SPORT1: Hätten Sie sich das damals erträumt, als Sie 2017 Ihr Länderspieldebüt für Italien gaben?

Ebner: Ehrlich gesagt hatte ich gehofft, dass es früher passiert. Als ich allerdings das erste Mal dort war, wusste ich, welche Strukturen ich vorfinde und dass es vielleicht etwas länger dauern könnte. Jetzt bin ich froh, dass wir das geschafft haben, weil ich schon lange davon geträumt habe, bei einem Großturnier zu spielen. Man merkt vor allem in Deutschland, dass der italienische Handball mit meiner Person verbunden wird.

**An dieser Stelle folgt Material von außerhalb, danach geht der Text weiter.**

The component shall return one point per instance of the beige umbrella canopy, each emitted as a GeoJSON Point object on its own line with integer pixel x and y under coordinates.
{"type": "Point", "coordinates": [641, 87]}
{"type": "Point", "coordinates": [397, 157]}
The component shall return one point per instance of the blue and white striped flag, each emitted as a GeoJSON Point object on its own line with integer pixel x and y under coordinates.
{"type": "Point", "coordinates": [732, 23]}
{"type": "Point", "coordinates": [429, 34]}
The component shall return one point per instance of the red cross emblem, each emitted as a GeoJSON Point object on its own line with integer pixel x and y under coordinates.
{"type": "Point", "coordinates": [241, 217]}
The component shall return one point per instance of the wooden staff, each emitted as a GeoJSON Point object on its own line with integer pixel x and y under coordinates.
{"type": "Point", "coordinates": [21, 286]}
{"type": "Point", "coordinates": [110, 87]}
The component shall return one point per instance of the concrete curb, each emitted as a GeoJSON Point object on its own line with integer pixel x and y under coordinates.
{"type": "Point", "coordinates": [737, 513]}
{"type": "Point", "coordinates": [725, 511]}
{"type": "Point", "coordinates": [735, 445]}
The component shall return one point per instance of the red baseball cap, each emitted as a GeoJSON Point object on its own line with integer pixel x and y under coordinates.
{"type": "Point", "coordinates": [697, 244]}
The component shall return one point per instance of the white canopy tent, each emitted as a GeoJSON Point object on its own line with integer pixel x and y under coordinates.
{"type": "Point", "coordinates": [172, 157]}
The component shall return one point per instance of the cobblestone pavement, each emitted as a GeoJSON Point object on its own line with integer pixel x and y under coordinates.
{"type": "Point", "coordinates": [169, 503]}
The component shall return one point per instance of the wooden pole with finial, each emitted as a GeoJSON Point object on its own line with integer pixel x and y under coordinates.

„Davon können sich die Deutschen eine Scheibe abschneiden“

SPORT1: Ist das gleichzeitig eine große Verantwortung für Sie?

Ebner: Absolut, aber ich will auch Verantwortung in der italienischen Nationalmannschaft übernehmen. Ich bin einer der erfahrenen Spieler im Team. Da versucht man, vor allem die jungen Spieler zu unterstützen und seine Erfahrung aus der Bundesliga zu teilen. Und auch die Italiener haben es mir gezeigt: Ich bin fünfmaliger italienischer Handballer des Jahres, das ist auch nicht normal und eine große Ehre.

SPORT1: Sie sagten kürzlich, eine WM-Teilnahme Italiens sei gleichbedeutend mit einem WM-Sieg Deutschlands. Warum ist das so?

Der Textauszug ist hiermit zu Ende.